Your score on the third test must be between
enter your response here and
enter your response here, inclusive.
(Use ascending order.)
To find the possible scores you can earn on your next test, we need to consider the average of the three tests. The average is calculated by adding up the scores of the three tests and dividing by 3.
Let's call the score on the third test "x".
The average of the three tests is: (81 + 87 + x) / 3
We want this average to be between 84 and 99, inclusive.
Setting up the inequality, we have:
84 ≤ (81 + 87 + x)/3 ≤ 99
Multiplying both sides of the inequality by 3 to eliminate the fraction, we get:
252 ≤ 81 + 87 + x ≤ 297
Next, we combine like terms:
252 ≤ 168 + x ≤ 297
Subtracting 168 from all sides, we have:
84 ≤ x ≤ 129
Therefore, the possible scores you can earn on your next test to have a test average between 84 and 99, inclusive, are 84, 85, 86, ..., 129.
To find the range of possible scores on the third test, we need to consider the test average between 84 and 99, inclusive.
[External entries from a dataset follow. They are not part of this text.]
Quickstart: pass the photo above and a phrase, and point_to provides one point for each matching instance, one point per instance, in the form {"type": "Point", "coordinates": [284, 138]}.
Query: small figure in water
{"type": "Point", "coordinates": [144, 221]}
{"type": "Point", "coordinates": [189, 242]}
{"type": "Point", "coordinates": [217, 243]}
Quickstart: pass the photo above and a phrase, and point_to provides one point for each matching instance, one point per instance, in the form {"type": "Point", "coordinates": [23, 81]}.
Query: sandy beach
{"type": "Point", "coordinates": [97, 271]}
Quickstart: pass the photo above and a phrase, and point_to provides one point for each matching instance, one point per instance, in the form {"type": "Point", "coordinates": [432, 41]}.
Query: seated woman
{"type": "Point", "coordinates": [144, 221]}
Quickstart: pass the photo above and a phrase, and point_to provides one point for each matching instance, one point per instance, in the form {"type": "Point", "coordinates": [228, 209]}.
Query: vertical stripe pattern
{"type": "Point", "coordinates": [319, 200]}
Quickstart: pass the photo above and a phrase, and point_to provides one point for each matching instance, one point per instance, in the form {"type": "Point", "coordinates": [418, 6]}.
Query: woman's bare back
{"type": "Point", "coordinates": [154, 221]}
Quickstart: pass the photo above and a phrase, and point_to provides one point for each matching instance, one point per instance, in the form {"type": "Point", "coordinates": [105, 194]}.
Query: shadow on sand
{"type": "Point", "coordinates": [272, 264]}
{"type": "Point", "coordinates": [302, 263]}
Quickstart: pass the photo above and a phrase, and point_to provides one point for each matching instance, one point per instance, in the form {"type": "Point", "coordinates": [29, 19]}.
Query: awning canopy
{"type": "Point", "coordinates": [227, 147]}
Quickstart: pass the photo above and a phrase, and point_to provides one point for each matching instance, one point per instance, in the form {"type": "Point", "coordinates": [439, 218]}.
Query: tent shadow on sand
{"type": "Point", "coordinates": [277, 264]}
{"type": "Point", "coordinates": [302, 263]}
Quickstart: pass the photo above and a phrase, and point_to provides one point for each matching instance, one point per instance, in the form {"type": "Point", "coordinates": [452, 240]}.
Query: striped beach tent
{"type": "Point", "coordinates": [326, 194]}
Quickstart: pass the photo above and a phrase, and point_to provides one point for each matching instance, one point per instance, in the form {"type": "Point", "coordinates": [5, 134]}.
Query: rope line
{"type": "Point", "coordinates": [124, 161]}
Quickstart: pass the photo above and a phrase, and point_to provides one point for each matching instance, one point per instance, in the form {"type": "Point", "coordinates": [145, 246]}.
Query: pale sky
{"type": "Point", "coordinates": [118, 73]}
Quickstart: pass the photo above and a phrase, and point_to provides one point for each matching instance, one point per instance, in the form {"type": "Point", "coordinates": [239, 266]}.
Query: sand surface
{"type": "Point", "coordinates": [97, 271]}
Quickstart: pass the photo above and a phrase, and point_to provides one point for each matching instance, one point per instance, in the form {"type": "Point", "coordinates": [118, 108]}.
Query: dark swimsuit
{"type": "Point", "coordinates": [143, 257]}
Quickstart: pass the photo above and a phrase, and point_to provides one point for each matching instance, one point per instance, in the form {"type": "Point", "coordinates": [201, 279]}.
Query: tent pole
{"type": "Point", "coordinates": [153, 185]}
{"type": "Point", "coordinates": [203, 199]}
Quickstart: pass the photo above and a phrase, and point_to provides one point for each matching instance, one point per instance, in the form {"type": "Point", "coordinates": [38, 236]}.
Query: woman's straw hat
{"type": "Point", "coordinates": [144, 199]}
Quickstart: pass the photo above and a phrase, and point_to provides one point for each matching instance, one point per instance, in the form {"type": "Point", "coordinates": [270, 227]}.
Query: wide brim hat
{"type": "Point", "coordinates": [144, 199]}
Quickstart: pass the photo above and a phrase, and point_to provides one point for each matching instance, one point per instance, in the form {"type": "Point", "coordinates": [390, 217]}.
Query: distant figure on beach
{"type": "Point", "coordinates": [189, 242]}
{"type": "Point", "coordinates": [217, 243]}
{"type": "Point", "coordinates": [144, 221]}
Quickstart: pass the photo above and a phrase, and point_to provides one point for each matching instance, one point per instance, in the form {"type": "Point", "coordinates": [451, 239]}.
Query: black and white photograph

First, let's calculate the current average score with the given test scores of 81 and 87. Take the sum of the two scores and divide it by 2 (since there are two tests) to find the average:
(81 + 87) / 2 = 168 / 2 = 84
The current average score is 84.
To find the minimum possible score on the third test, we need to determine the average score if the third test score is at the lowest end of the range, which is 84. We'll assume the third test score is x and use the formula for average:
(81 + 87 + x) / 3 = 84
Simplifying the equation by multiplying both sides by 3:
81 + 87 + x = 252
Combine the known scores:
x = 252 - 81 - 87 = 84
The minimum score on the third test is 84.
To find the maximum possible score on the third test, we need to determine the average score if the third test score is at the highest end of the range, which is 99. Again, we'll assume the third test score is x and use the formula for average:
(81 + 87 + x) / 3 = 99
Simplifying the equation by multiplying both sides by 3:
81 + 87 + x = 297
Combine the known scores:
x = 297 - 81 - 87 = 129
The maximum score on the third test is 129.
Therefore, the possible scores on the third test for a test average between 84 and 99, inclusive, are between 84 and 129, inclusive.
To find out the possible scores you can earn on your next test, let's calculate the minimum and maximum average scores you can achieve.
Minimum average score:
The minimum average score will be calculated using the lowest scores you have earned so far, which are 81 and 87. Assuming you earn the lowest possible score on your third test, the minimum average can be calculated as follows:
(81 + 87 + x) / 3 ≥ 84
Simplifying the equation:
(168 + x) / 3 ≥ 84
168 + x ≥ 252
x ≥ 84
Therefore, the minimum possible score you can earn on your third test is 84.
Maximum average score:
The maximum average score will be calculated using the highest scores you have earned so far, which are 81 and 87. Assuming you earn the highest possible score on your third test, the maximum average can be calculated as follows:
(81 + 87 + x) / 3 ≤ 99
Simplifying the equation:
(168 + x) / 3 ≤ 99
168 + x ≤ 297
x ≤ 129
Therefore, the maximum possible score you can earn on your third test is 129.
So, the possible scores you can earn on your next test to have a test average between 84 and 99, inclusive, are between 84 and 129, inclusive.